Drove on by and went to Burke... TR coming.

-w


----------



## Black Phantom (Feb 21, 2011)

2knees said:


> Bombproof. Bumps on rocket and zoomer lifline decent. All in all,  more fun then I expected. Off to the pool/bar



Glad you enjoyed the day. My Home Hill for several years.:beer:


----------



## riverc0il (Feb 21, 2011)

You'll have to get back up there when its fully open in good conditions. Glad to here bumps on Rocket and Zoomer Lift were decent. Better than I expected given the thaw/freeze.


----------



## powbmps (Feb 21, 2011)

riverc0il said:


> Glad to here bumps on Rocket and Zoomer Lift were decent.
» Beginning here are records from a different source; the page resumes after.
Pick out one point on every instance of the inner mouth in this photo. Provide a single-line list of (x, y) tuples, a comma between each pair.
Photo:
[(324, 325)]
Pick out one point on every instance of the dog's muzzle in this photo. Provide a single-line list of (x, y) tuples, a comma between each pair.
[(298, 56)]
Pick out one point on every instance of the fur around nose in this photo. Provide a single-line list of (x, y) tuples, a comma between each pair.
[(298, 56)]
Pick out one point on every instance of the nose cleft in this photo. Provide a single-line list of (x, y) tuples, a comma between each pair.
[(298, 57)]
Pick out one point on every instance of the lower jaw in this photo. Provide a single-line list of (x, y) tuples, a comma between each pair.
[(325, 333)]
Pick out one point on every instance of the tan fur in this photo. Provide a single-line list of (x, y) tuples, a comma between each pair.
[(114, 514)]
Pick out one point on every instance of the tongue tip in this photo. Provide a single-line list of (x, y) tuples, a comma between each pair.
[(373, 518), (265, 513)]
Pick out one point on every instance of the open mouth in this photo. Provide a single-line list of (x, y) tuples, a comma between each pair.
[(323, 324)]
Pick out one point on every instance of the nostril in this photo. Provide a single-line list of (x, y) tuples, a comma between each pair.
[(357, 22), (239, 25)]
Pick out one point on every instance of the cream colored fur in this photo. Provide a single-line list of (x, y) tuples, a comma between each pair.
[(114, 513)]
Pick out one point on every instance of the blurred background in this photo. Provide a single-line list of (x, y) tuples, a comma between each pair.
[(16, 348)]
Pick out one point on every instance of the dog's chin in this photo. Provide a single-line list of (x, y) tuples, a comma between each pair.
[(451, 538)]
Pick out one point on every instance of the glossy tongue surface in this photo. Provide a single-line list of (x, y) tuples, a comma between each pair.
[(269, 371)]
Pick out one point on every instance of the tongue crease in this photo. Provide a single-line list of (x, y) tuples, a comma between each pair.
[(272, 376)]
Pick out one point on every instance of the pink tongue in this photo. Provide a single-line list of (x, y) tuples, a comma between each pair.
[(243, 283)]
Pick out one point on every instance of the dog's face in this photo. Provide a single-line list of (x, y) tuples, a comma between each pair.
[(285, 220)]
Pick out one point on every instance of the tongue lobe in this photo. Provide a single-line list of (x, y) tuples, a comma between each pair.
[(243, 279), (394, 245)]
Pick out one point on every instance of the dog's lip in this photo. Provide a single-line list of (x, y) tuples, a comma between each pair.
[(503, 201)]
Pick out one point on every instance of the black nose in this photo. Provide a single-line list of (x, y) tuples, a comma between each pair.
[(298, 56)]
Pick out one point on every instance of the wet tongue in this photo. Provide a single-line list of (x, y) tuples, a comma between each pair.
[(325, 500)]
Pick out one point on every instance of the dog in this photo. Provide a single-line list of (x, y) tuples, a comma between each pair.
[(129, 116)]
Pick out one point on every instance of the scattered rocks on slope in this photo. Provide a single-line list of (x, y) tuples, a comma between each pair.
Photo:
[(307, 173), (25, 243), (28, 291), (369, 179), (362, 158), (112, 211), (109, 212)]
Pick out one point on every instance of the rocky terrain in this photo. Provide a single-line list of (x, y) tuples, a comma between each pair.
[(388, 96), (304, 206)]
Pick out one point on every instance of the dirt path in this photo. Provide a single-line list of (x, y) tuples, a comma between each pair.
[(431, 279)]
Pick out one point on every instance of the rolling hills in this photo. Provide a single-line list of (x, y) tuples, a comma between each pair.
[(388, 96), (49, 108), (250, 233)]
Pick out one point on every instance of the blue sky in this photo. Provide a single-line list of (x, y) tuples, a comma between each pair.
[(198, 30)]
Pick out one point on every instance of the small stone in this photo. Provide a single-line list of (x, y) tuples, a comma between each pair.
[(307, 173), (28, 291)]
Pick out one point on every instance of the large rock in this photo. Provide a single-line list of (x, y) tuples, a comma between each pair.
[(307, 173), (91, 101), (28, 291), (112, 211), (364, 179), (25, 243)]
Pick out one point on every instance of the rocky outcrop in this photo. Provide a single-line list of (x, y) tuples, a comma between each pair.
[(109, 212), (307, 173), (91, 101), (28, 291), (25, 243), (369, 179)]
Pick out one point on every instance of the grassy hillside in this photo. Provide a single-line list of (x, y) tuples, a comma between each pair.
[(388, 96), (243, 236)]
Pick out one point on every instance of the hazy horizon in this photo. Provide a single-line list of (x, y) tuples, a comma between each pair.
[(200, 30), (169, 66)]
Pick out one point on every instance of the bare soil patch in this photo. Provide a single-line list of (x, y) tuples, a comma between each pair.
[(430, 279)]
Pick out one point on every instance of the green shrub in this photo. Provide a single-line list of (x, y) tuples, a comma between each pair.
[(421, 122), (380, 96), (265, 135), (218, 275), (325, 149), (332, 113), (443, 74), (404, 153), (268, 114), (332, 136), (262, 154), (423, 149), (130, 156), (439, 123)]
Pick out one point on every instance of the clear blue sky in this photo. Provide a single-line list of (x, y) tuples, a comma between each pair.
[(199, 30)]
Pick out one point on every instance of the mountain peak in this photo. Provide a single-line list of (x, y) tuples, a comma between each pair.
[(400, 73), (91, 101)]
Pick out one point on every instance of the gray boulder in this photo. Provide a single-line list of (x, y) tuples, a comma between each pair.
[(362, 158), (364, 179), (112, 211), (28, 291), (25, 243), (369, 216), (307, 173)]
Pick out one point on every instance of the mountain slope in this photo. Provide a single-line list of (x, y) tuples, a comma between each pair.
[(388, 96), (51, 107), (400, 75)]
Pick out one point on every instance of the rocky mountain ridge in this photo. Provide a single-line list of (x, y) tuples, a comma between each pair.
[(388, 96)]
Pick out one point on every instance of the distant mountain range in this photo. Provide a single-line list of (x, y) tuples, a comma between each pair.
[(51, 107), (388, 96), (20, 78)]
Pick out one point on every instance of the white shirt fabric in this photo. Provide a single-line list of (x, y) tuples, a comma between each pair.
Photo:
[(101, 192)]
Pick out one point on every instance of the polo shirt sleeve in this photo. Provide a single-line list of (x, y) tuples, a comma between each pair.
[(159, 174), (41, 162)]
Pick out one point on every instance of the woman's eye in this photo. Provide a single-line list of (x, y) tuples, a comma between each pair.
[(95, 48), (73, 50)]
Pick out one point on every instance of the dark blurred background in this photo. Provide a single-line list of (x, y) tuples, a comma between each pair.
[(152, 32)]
Better than I expected given the thaw/freeze.



No doubt.  After that change in temperature any softness would be a bonus.


----------



## 2knees (Feb 21, 2011)

to be fair, i skied over at tuckerbrook with my kids for at least 3 of the 6 hours i was there.  that place is PERFECT for little kids.  they were diggin the two terrain parks over there.  from now on, we'll go there with the kids instead of loon.  

what i did ski groomer wise was nasty in my opinion but others may have another opinion.  cant believe i've been skiing as long as i have and never skied there before.  that place is BIG and steep.  no doubt i'll be back when conditions improve.

the cannon mtn ale they serve in the bar is reason enough alone to go back.  too bad they dont sell it anywhere else apparently.


----------



## deadheadskier (Feb 21, 2011)

If I had to guess, that Cannon Mountain Ale is just a regional micro that made a tap handle for Cannon.  At least that's been the case with many bars I've worked at at ski areas.  Never seen a true 'custom' beer made just for a mountain.


----------



## 2knees (Feb 21, 2011)

deadheadskier said:


> If I had to guess, that Cannon Mountain Ale is just a regional micro that made a tap handle for Cannon.  At least that's been the case with many bars I've worked at at ski areas.  Never seen a true 'custom' beer made just for a mountain.




i asked the bartender and he said Pemigewasset (sp) makes a similar one under a different name but that exact ale isnt sold to any retailers.  maybe he was mistaken.


----------



## deadheadskier (Feb 21, 2011)

I bet local barman Johnskismore would know


----------



## riverc0il (Feb 21, 2011)

I have always wondered if its related to Italian Oasis in Littleton that has a Cannon Amber Ale on tap. A crying shame they don't bottle... its one of the best beers I have ever had in my life. I kinda doubt its one and the same. More likely its what DHS suggests. Kinda like Long Trail does with Single Chair Ale and Tram Ale for MRG and Jay respectively. I think its just the regular LT Ale with a fancy handle on the tap. I wouldn't be surprised if Woodstock Inn makes the Cannon Ale. Could be anyone though, hard to tell.


----------



## iSki (Feb 21, 2011)

Woodstock station had a promo last night in the Cannon pub with free pint glasses etc if u were drinking one of their brew Cannon Ale being one them.  The conditions have improved day by day since Saturday ice fest. Most of the glades were open today and skied nicely. Mittersil was still officially closed and I didn't bother to hike over the saddle. Whiskey town had nice soft powder n was good for  a few runs.


----------



## polski (Feb 22, 2011)

deadheadskier said:


> If I had to guess, that Cannon Mountain Ale is just a regional micro that made a tap handle for Cannon.  At least that's been the case with many bars I've worked at at ski areas.  Never seen a true 'custom' beer made just for a mountain.


Cannon Ale is brewed by Woodstock Inn Brewery.

edit: didn't see the previous post before I posted mine ...


----------